Le mois d’août a apporté son lot de nouvelles mesures douanières :
Alors que nous entrons dans le mois de septembre, de nouveaux droits de douane applicables aux produits chinois et américains sont entrés en vigueur. À peu près un tiers des produits américains qui entrent sur le marché chinois, essentiellement des produits agro-alimentaires, sont désormais soumis à une taxe additionnelle de 5 à 10%. Les nouveaux droits de douane américains sur l’équivalent de 300 milliards de dollars de produits touchent pratiquement tous les produits chinois. Bien que les discussions continuent sur les derniers produits taxés, nous estimons qu’il est important de regarder un autre document également essentiel pour la stratégie commerciale : les listes d’exonération.
Les deux acteurs ont publié (et vont continuer de publier) des listes d’exonération pour permettre à certains produits de ne pas être soumis à cette nouvelle politique douanière. Dans cet article, nous regardons essentiellement les listes publiées par les États-Unis car nous voulons mieux comprendre la logique américaine qui sous-tend ces listes douanières, pour ainsi avoir une approche globale de la guerre commerciale qui fait rage entre ces deux pays.

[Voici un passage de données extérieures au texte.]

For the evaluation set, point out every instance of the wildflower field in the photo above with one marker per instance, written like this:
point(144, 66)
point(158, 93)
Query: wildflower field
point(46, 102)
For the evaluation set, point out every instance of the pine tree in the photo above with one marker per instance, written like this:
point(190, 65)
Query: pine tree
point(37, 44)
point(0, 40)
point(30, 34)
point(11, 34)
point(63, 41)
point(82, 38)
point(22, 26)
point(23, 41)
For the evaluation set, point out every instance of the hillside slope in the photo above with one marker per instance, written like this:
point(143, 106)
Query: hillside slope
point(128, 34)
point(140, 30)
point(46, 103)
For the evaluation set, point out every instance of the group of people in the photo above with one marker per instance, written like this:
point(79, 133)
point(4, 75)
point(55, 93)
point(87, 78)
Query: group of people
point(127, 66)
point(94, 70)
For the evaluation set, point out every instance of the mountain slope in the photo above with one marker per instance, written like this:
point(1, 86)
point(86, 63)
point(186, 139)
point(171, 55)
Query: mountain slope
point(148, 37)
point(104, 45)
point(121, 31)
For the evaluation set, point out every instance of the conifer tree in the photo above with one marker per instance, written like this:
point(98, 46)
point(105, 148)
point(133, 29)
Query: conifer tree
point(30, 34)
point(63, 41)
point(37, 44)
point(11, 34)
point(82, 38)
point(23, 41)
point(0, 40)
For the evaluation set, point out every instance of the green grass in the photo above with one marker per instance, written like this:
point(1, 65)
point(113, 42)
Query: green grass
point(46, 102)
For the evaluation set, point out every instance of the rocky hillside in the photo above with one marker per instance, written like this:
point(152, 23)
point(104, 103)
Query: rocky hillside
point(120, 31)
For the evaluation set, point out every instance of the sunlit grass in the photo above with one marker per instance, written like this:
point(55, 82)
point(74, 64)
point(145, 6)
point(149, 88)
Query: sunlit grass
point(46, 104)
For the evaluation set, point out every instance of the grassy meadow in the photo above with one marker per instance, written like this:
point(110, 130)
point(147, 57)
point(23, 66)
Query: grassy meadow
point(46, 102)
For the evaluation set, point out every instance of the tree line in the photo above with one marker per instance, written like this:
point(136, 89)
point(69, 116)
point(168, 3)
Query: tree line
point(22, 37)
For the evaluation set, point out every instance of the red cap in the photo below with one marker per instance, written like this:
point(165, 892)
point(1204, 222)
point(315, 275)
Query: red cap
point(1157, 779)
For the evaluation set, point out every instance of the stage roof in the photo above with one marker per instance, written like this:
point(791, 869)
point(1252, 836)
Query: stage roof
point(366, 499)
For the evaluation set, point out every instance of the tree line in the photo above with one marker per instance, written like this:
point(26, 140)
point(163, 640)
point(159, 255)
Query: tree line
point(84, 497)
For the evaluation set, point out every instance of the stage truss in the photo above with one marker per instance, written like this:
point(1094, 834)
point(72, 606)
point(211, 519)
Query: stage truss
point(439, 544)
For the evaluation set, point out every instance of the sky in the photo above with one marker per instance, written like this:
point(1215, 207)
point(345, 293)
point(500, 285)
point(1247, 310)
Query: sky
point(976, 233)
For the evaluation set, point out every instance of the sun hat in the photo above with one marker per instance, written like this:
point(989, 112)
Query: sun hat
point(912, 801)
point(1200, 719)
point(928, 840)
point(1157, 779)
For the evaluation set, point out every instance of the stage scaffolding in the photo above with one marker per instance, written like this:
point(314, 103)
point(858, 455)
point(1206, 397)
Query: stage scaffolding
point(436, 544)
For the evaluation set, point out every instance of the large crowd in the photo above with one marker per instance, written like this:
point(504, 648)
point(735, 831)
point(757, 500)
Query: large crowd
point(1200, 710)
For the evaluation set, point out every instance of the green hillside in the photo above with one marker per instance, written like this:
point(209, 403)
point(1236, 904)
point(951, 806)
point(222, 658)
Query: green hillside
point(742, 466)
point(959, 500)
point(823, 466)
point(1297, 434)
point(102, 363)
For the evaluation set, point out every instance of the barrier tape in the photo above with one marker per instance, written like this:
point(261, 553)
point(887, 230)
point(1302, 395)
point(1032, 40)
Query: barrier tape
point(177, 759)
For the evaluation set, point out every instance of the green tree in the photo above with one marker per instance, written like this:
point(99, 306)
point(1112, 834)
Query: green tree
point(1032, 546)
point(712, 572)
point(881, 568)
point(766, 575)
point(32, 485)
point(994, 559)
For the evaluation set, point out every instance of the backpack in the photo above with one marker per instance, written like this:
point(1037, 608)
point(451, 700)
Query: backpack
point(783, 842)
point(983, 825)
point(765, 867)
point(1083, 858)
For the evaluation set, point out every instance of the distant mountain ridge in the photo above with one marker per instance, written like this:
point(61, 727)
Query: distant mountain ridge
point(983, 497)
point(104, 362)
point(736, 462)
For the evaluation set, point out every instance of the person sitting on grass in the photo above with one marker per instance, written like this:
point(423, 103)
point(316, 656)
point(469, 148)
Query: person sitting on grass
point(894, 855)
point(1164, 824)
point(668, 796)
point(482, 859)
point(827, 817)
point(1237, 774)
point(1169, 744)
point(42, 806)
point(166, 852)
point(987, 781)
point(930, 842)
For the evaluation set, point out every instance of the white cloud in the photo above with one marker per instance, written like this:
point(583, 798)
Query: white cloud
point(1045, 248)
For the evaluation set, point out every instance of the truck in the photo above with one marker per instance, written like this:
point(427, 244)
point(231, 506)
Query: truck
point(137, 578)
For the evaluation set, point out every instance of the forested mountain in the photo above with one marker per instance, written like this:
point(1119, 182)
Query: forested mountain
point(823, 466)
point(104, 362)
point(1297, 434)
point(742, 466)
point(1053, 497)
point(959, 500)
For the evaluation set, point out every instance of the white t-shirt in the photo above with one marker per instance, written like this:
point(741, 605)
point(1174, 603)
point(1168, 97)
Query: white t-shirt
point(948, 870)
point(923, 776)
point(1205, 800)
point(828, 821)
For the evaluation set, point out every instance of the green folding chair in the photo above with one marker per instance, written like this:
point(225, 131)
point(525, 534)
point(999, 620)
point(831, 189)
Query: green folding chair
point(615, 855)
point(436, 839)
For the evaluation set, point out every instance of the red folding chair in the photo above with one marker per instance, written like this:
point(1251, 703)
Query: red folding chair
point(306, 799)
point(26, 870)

Le délégué américain au commerce a publié huit listes d’exonération s’appliquant aux trois premières tranches, permettant à certains produits d’être exonérés des droits de douane additionnels. Les exclusions sont applicables depuis le 6 juillet 2018 (tranche 1), le 23 août 2018 (tranche 2), et le 24 septembre 2018 (tranche 3), et sont valables durant un an après leur publication au registre fédéral. Malheureusement, les exonérations de la tranche 4 ne sont pas encore applicables, bien qu’elles aient été prévues pour septembre.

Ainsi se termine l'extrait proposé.